Une équipe franco-saoudienne s’est penchée sur les billets afin d’évaluer leur contamination. Aucun n’est épargné : tous les biffetons sont des nids à microbes.
LE MONDE SCIENCE ET TECHNO | | Par Pierre Barthélémy
Après avoir lu cette chronique, vous risquez de regarder de travers votre banquier – si ce n’était pas déjà le cas avant –, votre distributeur automatique de billets, votre tirelire ou encore votre porte-monnaie. Pourquoi ? Parce qu’ils représentent des bombes bactériologiques en puissance. La faute à l’argent qui, même s’il a été honnêtement gagné, est toujours de l’argent sale, biologiquement parlant.
Que le ou la paranoïaque, le ou la mysophobe, le ou la nosophobe qui sommeille en vous (vous ignoriez qu’il y avait autant de monde là-dedans) retracent mentalement le parcours de tout ce flouze, qui passe de paume pas très propre en pogne pas lavée, d’un portefeuille glissé près d’une aisselle à une poche de pantalon, du tiroir-caisse du proctologue à celui du tripier, avant de finir dans votre main…
« Vecteur passif de contagion », c’est la terminologie officielle pour désigner ces objets dont la surface est contaminée par des pathogènes. Et c’est aussi ce qu’est le pognon, du moindre billon au plus gros biffeton, si l’on en croit une étude franco-saoudienne publiée en 2014 par la revue Future Microbiology. Ses auteurs y ont fait la synthèse de toute la littérature biomédicale consacrée à la capacité des espèces (au sens monétaire du terme) à prendre des microbes en stop. Signalons au passage que la question n’est pas nouvelle, car le texte mentionne une étude de 1924 intitulée « Papier-monnaie sale ».
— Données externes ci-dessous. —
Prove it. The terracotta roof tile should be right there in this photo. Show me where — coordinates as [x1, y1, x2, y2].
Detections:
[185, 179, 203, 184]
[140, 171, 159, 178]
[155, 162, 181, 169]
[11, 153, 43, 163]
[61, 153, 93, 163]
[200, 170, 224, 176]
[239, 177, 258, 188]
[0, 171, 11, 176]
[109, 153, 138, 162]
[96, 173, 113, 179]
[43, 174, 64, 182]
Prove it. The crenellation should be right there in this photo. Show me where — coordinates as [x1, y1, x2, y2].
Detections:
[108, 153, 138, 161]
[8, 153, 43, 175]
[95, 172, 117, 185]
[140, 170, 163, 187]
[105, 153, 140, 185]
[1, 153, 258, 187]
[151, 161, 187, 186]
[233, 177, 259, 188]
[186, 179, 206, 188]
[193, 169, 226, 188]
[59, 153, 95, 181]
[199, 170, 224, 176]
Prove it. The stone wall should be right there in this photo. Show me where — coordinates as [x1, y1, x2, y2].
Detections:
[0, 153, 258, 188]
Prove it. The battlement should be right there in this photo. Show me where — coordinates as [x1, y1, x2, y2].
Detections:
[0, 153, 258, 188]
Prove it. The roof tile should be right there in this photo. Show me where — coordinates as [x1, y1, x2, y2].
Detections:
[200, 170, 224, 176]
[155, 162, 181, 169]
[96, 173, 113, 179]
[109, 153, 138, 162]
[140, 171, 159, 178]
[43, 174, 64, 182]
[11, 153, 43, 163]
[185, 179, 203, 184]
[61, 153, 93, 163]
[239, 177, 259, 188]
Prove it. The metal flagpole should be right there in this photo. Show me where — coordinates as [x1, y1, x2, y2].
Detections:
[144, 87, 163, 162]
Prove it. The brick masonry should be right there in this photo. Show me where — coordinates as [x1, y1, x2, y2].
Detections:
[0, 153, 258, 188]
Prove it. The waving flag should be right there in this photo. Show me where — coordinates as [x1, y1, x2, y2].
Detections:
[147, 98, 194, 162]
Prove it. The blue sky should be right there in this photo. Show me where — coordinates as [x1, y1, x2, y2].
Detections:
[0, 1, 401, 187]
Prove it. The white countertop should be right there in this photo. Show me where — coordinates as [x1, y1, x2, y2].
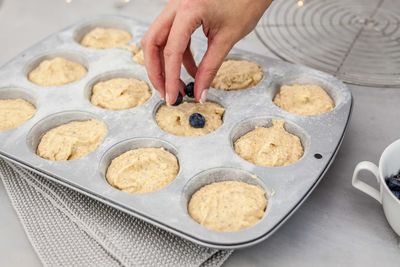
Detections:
[0, 0, 399, 266]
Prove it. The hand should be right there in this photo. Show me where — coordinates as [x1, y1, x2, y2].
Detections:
[141, 0, 272, 104]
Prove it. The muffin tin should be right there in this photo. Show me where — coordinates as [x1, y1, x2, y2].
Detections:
[0, 15, 352, 249]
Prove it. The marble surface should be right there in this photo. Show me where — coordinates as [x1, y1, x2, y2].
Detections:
[0, 0, 399, 266]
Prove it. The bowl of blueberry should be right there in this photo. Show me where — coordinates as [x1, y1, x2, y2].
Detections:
[386, 171, 400, 200]
[353, 139, 400, 236]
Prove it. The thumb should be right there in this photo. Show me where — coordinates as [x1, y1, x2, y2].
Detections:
[194, 36, 234, 102]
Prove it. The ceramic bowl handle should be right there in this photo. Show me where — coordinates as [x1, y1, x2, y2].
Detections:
[352, 161, 382, 203]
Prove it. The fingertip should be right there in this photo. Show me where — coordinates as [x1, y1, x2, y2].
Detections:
[166, 93, 173, 106]
[194, 82, 207, 102]
[199, 89, 208, 104]
[166, 81, 184, 105]
[158, 90, 165, 100]
[165, 95, 172, 106]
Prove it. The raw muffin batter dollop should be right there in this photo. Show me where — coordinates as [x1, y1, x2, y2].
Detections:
[132, 49, 145, 65]
[37, 119, 107, 161]
[106, 148, 179, 193]
[123, 44, 145, 65]
[211, 59, 263, 90]
[90, 78, 151, 110]
[28, 57, 87, 86]
[273, 84, 334, 116]
[80, 27, 132, 49]
[234, 120, 303, 167]
[156, 102, 225, 136]
[0, 99, 36, 131]
[129, 44, 145, 65]
[188, 181, 267, 232]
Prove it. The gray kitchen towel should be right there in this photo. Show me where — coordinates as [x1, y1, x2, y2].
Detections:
[0, 159, 232, 267]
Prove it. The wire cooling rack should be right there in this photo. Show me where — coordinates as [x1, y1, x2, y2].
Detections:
[256, 0, 400, 87]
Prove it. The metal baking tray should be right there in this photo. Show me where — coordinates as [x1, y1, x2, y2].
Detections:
[0, 15, 352, 249]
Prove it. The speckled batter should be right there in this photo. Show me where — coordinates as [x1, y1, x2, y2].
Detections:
[90, 78, 151, 110]
[188, 181, 267, 232]
[37, 119, 107, 161]
[80, 27, 132, 49]
[28, 57, 87, 86]
[125, 44, 145, 65]
[234, 120, 303, 167]
[0, 99, 36, 131]
[211, 59, 263, 90]
[155, 102, 225, 136]
[106, 148, 179, 193]
[273, 84, 334, 116]
[133, 49, 144, 65]
[130, 44, 145, 65]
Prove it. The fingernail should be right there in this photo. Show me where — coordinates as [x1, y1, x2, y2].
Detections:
[166, 93, 172, 106]
[159, 92, 165, 100]
[200, 89, 208, 104]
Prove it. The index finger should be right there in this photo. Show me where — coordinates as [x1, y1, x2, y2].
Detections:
[142, 7, 176, 99]
[143, 42, 166, 98]
[163, 13, 200, 104]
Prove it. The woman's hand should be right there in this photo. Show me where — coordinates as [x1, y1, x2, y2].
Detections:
[141, 0, 272, 104]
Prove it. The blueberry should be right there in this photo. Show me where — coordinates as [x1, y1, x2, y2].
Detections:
[185, 82, 195, 98]
[385, 177, 400, 191]
[172, 92, 183, 106]
[189, 113, 206, 128]
[392, 191, 400, 200]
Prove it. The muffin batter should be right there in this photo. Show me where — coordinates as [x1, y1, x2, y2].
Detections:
[106, 148, 179, 193]
[211, 59, 263, 90]
[90, 78, 151, 110]
[28, 57, 87, 86]
[234, 120, 303, 167]
[80, 27, 132, 49]
[133, 49, 144, 65]
[128, 44, 145, 65]
[37, 119, 107, 161]
[273, 84, 334, 116]
[188, 181, 267, 232]
[155, 102, 225, 136]
[0, 99, 36, 131]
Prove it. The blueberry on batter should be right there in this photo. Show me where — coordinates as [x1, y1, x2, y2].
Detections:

100 bactéries par centimètre carré
Plongeons dans l’analyse du pèze et disons d’emblée que rien n’est épargné : même si le cuivre, souvent présent dans les pièces, limite le nombre des micro-organismes, même si les billets en polymères (utilisés en Australie et en Nouvelle-Zélande) sont plus « hygiéniques » que ceux faits en papier, la science montre que l’argent finit toujours par être contaminé. La palme du cradoque revient toutefois au bon vieux billet de banque en papier : il existe des variations suivant les pays, mais, parmi les exemples cités dans l’étude, on ne descend jamais sous la barre des 80 % de « tickets » souillés, avec un beau 100 % de réussite pour les billets ghanéens analysés.
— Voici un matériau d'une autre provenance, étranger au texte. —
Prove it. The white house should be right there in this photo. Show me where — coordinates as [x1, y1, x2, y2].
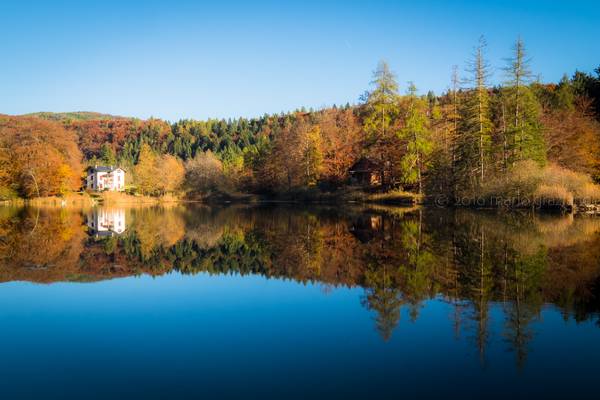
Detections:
[86, 166, 125, 191]
[87, 208, 126, 236]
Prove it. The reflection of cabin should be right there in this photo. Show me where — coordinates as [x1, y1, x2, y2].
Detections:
[87, 209, 126, 237]
[86, 166, 125, 191]
[349, 158, 382, 186]
[349, 214, 383, 243]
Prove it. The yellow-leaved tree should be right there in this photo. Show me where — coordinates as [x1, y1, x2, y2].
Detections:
[134, 143, 185, 195]
[134, 143, 158, 195]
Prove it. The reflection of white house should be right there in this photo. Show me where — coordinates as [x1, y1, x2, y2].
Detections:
[86, 166, 125, 191]
[87, 208, 126, 236]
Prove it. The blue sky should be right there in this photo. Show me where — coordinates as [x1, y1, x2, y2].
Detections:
[1, 0, 599, 121]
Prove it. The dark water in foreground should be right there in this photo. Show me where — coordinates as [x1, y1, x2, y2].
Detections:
[0, 205, 599, 399]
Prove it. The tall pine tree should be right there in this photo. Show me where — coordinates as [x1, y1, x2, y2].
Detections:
[502, 38, 546, 166]
[363, 61, 400, 188]
[456, 36, 493, 193]
[398, 83, 432, 194]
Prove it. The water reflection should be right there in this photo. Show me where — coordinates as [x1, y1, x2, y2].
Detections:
[87, 208, 126, 236]
[1, 204, 599, 368]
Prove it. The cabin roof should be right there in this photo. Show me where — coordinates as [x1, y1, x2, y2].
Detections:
[349, 157, 381, 172]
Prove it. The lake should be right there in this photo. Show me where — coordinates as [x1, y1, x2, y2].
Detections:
[0, 204, 599, 399]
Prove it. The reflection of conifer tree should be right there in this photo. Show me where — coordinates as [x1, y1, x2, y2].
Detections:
[361, 266, 404, 341]
[504, 300, 533, 369]
[400, 210, 436, 323]
[304, 215, 324, 275]
[454, 219, 494, 364]
[473, 228, 492, 364]
[447, 258, 468, 339]
[451, 299, 468, 340]
[103, 236, 118, 257]
[450, 226, 467, 338]
[503, 249, 545, 369]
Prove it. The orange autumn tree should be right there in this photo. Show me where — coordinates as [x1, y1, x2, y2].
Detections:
[0, 146, 12, 198]
[318, 108, 362, 185]
[542, 96, 600, 181]
[261, 114, 322, 191]
[0, 116, 83, 198]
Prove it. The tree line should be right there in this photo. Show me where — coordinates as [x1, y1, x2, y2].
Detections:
[1, 36, 599, 201]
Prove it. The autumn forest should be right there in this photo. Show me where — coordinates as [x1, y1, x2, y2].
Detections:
[2, 38, 600, 209]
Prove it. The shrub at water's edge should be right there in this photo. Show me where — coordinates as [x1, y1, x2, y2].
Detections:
[459, 161, 600, 210]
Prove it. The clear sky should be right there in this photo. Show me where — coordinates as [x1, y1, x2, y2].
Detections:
[1, 0, 599, 121]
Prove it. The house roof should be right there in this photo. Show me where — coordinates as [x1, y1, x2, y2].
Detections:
[88, 165, 126, 173]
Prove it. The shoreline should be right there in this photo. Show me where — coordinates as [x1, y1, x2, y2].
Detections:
[2, 192, 599, 214]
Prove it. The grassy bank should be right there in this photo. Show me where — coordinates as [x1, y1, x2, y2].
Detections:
[452, 162, 600, 212]
[211, 186, 422, 205]
[1, 191, 187, 207]
[99, 191, 183, 205]
[2, 192, 96, 208]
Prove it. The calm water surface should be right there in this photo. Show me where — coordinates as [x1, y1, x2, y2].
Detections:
[0, 205, 599, 399]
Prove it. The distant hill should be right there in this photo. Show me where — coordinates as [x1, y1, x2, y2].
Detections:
[23, 111, 129, 121]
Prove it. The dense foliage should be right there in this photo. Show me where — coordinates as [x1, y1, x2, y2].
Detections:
[0, 116, 82, 198]
[1, 38, 600, 202]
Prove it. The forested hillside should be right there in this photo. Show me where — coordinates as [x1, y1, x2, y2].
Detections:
[1, 38, 600, 206]
[24, 111, 126, 122]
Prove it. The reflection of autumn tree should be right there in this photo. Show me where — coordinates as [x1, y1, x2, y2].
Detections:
[545, 229, 600, 323]
[267, 213, 324, 278]
[128, 207, 186, 260]
[0, 207, 85, 282]
[242, 208, 360, 285]
[319, 219, 365, 284]
[182, 206, 231, 248]
[0, 208, 17, 255]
Le nombre de 100 bactéries par centimètre carré n’est pas rare, mais le record en la matière revient à certains billets birmans, pour lesquels, sur la même surface, on avait quelque 10 millions de bactéries, dont beaucoup d’origine fécale, à se demander si certains ne prennent pas le papier-monnaie pour du papier toilette.
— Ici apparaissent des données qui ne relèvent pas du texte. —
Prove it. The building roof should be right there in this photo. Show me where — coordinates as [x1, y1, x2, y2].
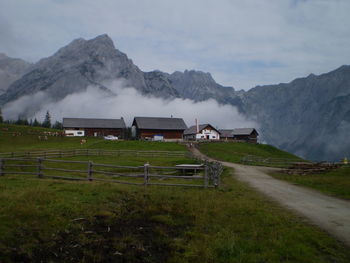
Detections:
[63, 118, 126, 129]
[218, 129, 235, 138]
[184, 124, 220, 135]
[232, 128, 258, 136]
[132, 117, 187, 130]
[219, 128, 258, 137]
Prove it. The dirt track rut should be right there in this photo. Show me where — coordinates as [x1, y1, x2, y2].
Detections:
[191, 147, 350, 246]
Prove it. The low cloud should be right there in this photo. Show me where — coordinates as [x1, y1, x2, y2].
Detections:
[3, 80, 257, 130]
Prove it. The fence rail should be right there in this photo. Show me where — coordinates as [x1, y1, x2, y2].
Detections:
[0, 149, 189, 159]
[240, 155, 306, 167]
[0, 157, 222, 188]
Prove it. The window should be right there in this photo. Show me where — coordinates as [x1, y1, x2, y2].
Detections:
[77, 132, 83, 135]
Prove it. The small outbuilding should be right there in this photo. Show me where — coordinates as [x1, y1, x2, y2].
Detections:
[63, 117, 126, 137]
[132, 117, 187, 140]
[219, 128, 259, 143]
[184, 124, 220, 141]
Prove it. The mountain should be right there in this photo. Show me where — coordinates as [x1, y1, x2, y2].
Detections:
[0, 34, 349, 161]
[242, 65, 350, 161]
[0, 34, 238, 114]
[169, 70, 244, 110]
[0, 53, 32, 95]
[0, 35, 149, 110]
[143, 70, 179, 98]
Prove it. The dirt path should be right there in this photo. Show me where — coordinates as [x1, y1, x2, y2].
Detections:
[190, 147, 350, 246]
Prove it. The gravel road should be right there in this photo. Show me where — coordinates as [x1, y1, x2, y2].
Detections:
[190, 147, 350, 246]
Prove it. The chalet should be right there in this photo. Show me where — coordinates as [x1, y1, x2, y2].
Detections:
[63, 117, 126, 137]
[219, 128, 259, 143]
[132, 117, 187, 140]
[184, 124, 220, 141]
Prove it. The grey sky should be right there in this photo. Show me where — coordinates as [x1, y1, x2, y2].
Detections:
[1, 0, 349, 89]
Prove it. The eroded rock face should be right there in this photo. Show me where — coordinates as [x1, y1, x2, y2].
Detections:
[0, 53, 32, 95]
[0, 34, 148, 106]
[241, 65, 350, 161]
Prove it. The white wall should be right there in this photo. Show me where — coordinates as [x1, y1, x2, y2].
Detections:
[195, 128, 220, 140]
[64, 129, 85, 137]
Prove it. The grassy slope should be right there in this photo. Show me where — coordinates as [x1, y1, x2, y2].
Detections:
[199, 142, 303, 164]
[1, 171, 350, 262]
[1, 124, 350, 262]
[0, 123, 186, 152]
[270, 166, 350, 200]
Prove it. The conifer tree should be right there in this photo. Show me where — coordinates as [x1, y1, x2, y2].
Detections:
[33, 118, 40, 127]
[52, 121, 63, 130]
[42, 111, 51, 128]
[0, 108, 3, 123]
Que trouve-t-on dans ce bestiaire ? Sur les 17 pays et grandes régions du monde auscultés (de l’Europe aux Etats-Unis en passant notamment par l’Inde, la Chine, le Nigeria ou le Canada), pour ainsi dire tout y passe : la célèbre bactérie intestinale Escherichia coli, le staphylocoque doré, des salmonelles, des streptocoques, des entérocoques, des champignons et vous reprendrez bien aussi des œufs de ténia ou d’ascaris. Au Bangladesh, on a même découvert la bactérie responsable du choléra sur des billets collectés chez des marchands de légumes, bouchers et poissonniers…
L’étude précise que la transmission de bactéries et de virus par le biais de l’argent est possible entre humains. Il est donc indispensable de se laver les mains après en avoir touché, surtout si l’on vous a rémunéré pour préparer à manger ou soigner une carie. Les lecteurs qui, par souci d’hygiène, voudraient passer illico presto à la technologie du paiement sans contact et se débarrasser définitivement de leur liquide peuvent l’adresser sous pli fermé à l’auteur de ces lignes, 80, boulevard Auguste-Blanqui, 75013 Paris.